The question should be trivial, but I still can't get my head around it:
Question. Suppose we have an object $y$ belonging to the type $T$ (e.g $y$ may be an integer, matrix, set etc). Now suppose we define $x := y$. Is it true for arbitrary property $P$, $P(x)$ is true if and only if $P(y)$ is true?
In an attempt to further clarify my question, let me give more concrete example (definitions below are taken from the Terence Tao's Real Analysis book):
Definition 1 (Integer). We define integer to be an expression of the form $a $$−−$$b$ , where $a,b$ are natural numbers.

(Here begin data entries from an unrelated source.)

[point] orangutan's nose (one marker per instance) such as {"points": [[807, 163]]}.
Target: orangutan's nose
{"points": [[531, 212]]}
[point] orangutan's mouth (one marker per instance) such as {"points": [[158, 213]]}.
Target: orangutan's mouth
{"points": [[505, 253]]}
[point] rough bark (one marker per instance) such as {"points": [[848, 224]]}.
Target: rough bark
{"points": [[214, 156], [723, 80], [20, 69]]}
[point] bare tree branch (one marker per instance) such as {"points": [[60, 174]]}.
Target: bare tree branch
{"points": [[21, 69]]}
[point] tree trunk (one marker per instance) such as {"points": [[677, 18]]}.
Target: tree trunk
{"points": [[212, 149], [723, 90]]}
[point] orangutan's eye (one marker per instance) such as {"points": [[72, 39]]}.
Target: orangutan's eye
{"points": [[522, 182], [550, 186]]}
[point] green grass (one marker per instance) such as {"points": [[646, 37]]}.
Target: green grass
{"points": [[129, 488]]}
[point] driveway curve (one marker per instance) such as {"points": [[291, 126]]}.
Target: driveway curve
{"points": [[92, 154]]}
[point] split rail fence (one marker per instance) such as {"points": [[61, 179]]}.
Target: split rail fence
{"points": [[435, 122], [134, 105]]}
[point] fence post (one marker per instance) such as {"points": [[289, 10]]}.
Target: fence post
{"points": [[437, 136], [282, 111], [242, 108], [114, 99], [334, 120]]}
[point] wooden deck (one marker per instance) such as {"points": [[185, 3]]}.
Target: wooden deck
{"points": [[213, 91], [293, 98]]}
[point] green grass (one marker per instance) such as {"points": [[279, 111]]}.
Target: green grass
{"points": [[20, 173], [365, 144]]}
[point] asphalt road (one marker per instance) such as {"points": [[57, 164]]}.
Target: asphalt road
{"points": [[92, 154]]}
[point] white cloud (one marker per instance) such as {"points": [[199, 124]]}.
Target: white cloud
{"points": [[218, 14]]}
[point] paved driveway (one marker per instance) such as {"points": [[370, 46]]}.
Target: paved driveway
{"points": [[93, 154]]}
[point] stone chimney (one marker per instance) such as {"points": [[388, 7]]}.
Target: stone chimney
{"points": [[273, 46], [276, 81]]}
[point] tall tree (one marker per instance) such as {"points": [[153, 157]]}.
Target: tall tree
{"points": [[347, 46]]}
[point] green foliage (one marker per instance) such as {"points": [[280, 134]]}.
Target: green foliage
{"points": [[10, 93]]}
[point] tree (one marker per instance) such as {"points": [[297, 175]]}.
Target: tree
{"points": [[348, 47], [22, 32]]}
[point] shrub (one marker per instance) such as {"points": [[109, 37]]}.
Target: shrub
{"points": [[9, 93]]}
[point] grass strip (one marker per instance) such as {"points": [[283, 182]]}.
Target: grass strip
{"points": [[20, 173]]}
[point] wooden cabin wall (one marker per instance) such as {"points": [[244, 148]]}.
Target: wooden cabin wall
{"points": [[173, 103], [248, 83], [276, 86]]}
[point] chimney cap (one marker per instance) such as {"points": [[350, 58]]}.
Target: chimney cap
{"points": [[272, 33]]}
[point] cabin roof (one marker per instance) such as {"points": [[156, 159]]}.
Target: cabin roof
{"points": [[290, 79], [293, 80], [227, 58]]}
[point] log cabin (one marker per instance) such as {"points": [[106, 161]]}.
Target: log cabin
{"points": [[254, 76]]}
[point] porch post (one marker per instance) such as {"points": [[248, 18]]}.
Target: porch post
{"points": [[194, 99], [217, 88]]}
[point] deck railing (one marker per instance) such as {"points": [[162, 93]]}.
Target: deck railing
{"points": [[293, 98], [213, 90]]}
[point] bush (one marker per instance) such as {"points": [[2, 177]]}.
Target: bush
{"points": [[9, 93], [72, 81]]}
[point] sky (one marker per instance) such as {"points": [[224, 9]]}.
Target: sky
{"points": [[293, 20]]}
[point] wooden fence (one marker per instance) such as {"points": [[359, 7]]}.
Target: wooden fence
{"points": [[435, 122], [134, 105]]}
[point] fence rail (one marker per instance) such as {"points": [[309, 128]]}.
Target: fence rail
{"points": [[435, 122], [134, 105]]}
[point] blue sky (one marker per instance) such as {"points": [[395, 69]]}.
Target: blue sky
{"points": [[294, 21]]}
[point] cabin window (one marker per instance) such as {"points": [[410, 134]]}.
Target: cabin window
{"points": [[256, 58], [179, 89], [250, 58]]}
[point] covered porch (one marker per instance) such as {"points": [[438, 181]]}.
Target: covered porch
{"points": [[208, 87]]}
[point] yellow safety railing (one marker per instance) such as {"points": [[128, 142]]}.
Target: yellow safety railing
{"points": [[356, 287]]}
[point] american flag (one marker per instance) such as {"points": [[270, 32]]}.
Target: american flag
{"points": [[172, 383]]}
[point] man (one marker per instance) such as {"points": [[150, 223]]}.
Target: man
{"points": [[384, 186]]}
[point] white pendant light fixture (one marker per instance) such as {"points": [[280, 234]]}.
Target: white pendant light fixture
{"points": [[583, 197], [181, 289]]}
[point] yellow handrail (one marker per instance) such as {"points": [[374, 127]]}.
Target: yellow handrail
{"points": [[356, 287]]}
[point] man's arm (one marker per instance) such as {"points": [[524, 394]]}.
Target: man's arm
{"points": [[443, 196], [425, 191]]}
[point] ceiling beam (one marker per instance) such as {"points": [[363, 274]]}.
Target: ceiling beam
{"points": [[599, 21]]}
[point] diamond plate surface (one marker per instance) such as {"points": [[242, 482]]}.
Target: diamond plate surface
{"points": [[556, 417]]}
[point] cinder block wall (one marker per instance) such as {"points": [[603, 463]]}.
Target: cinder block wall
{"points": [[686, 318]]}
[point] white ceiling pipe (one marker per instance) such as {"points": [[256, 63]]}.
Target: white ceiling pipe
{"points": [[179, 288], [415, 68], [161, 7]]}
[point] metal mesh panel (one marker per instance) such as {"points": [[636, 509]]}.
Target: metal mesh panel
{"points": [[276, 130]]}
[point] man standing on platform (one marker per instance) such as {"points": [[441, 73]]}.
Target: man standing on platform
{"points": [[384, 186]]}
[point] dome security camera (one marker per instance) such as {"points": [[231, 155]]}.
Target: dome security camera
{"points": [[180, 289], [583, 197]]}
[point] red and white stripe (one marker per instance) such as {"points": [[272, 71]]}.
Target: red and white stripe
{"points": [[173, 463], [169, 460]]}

Furthermore, integers $a$$−−$$b$ and $c$$−−$$d$ are equal, if and only if $a+d = c + b$.
Now suppose that without verifying whether the substitution axiom holds for the aforementioned definition of equality, we proceed by defining a sum of integers:
Definition 2 (Sum of integers). For arbitrary integers $a$$−−$$b$ and $c$$−−$$d$, we define the sum of an integers as $(a$$−−$$b)+(c$$−−$$d) := (a+c) $$−−$$ (b+d)$
Based on the definitions above, can I safely assume that:
$(a$$−−$$b)+(c$$−−$$d)$ is an integer
$P\bigr((a$$−−$$b)+(c$$−−$$d)\bigl) = P\bigr((a+c) $$−−$$(b+d)\bigl) $ for all functions and operations $P$
?
In other words, for arbitrary mathematical statement or expression, can I substitute $(a+c) $$−−$$ (b+d)$ for $(a$$−−$$b)+(c$$−−$$d)$ (and vice versa) without either changing the truth value or the meaning?